Canonical name not matching - wrong.host.badssl.com

This one is the easiest one to diagnose with generic tools - double check the Canonical Name, as well as the Alternative Names of the certificate.

Expired certificate - expired.badssl.com

This happens when the “Not Before“ or “Not After“ dates are not being respected - either because we already passed the “Not After“ date (most common scenario), or we are not yet at the “Not Before“ date (rare, can happen). To check if this is an issue, you can use openssl, and in particular openssl x509 -noout -dates - this command will parse any certificate and show the notBefore and notAfter fields. Example:

~ </dev/null openssl s_client -connect expired.badssl.com:443 -tls1_2 | openssl x509 -noout -dates
depth=2 C = GB, ST = Greater Manchester, L = Salford, O = COMODO CA Limited, CN = COMODO RSA Certification Authority
verify return:1
depth=1 C = GB, ST = Greater Manchester, L = Salford, O = COMODO CA Limited, CN = COMODO RSA Domain Validation Secure Server CA
verify return:1
depth=0 OU = Domain Control Validated, OU = PositiveSSL Wildcard, CN = *.badssl.com
verify error:num=10:certificate has expired
notAfter=Apr 12 23:59:59 2015 GMT
verify return:1
depth=0 OU = Domain Control Validated, OU = PositiveSSL Wildcard, CN = *.badssl.com
notAfter=Apr 12 23:59:59 2015 GMT
verify return:1
DONE
notBefore=Apr  9 00:00:00 2015 GMT
notAfter=Apr 12 23:59:59 2015 GMT

Certificate chain issues

Part of the certificate chain might have problems. Typically the problem is a missing intermediate certificate, but it is possible to have an untrusted root certificate.

Missing intermediate certificate - incomplete-chain.badssl.com

The servers should send the Certificate Chain to the clients, as per RFC 5246 (link: https://www.rfc-editor.org/rfc/rfc5246#section-7.4.2, search for “certificate_list“), and not just the leaf certificate, but sometimes people forget this and send only the leaf, which results in a broken certificate chain. To check if this is the issue, retrieve the certificate from the endpoint and check if it has all the necessary certificates (the full chain except the root certificate, which may be omitted). You can also use the openssl verify command, and supply the missing intermediate certificate as -untrusted (typically browser can retrieve the intermediate certificate from other sources if it is missing, so check there and look for an export button).
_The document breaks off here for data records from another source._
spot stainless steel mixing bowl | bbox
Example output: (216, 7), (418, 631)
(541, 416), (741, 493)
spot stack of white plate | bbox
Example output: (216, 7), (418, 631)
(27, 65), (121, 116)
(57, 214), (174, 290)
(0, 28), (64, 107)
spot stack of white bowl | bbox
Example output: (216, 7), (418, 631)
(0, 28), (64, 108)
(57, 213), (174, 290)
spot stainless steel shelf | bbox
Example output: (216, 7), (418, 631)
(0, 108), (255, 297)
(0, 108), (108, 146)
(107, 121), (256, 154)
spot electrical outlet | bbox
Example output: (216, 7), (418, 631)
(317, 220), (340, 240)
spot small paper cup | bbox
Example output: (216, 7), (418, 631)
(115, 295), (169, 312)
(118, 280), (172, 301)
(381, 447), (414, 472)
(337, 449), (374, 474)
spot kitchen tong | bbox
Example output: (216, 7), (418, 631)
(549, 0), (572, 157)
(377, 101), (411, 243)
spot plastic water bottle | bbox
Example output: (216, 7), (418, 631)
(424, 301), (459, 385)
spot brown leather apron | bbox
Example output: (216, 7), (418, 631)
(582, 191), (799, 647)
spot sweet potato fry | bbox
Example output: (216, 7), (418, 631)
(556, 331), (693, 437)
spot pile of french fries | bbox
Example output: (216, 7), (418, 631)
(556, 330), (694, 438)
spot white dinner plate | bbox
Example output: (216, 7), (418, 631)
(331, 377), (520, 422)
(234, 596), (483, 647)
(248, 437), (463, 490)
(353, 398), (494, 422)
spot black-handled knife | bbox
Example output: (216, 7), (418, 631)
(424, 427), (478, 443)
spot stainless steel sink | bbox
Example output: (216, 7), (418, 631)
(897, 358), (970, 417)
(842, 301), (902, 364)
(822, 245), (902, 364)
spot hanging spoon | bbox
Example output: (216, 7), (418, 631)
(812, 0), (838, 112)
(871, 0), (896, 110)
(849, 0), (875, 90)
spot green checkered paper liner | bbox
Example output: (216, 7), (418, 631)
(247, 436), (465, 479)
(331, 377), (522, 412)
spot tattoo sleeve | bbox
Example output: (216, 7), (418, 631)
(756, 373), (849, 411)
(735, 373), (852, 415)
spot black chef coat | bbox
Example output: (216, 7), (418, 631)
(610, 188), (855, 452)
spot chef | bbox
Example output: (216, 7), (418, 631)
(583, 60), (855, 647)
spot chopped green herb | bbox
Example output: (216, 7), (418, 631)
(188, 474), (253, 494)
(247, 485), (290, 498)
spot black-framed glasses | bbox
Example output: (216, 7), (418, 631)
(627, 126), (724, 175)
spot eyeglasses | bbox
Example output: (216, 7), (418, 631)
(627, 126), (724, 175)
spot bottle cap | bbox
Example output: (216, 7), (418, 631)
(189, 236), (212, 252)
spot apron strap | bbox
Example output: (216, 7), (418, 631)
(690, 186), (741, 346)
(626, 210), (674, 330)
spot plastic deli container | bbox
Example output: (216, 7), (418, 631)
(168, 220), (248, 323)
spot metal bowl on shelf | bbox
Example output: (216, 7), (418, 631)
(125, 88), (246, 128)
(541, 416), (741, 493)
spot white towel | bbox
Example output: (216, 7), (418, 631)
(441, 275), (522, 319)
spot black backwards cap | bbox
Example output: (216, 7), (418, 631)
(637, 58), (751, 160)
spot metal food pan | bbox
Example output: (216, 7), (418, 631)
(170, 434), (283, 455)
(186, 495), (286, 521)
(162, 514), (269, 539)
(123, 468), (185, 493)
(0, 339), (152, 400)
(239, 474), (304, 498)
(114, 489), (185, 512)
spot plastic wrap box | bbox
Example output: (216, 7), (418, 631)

To fix this specific issue, the solution is to concatenate the missing intermediate certificates after the leaf certificate.

Untrusted root certificate - untrusted-root.badssl.com

The root certificate that was used to sign the leaf certificate might not be present in the set of trusted certificates of our systems. The set of globally trusted certificates is typically stable and doesn’t change often; this happens more when someone creates a self-signed certificate for local testing purposes (by manually trusting the certificate in their own machine), and then tries to use that certificate in the public Internet - it works as long as only people who manually added that certificate needs to access the endpoint. To detect this, look into the O (organisation) or OU (organisational unit) fields and check if they point to an established corporation in the Web Certificates area. In self-signed certificates for development either these fields are not filed, or the fields are either clearly pointing to who created it, or they are otherwise filled with nonsense. To check if this is the only problem, you can use the -CAfile flag in the openssl s_client or the openssl verify command.

🌱 Solutions

The solution to any of the above-mentioned problems is either by creating new certificates, amending the existing one (eg: in the “Missing intermediate certificate“ case), or changing web server configurations.

There are situations where adding a certificate to the set of Trusted Certificates would “solve” the problem (as it is easy to do in Postman, so it “works in Postman“). However, trusting random client certificates is not a viable, nor secure, nor a long-term solution for these issues, so it is better to fix the problem at the source.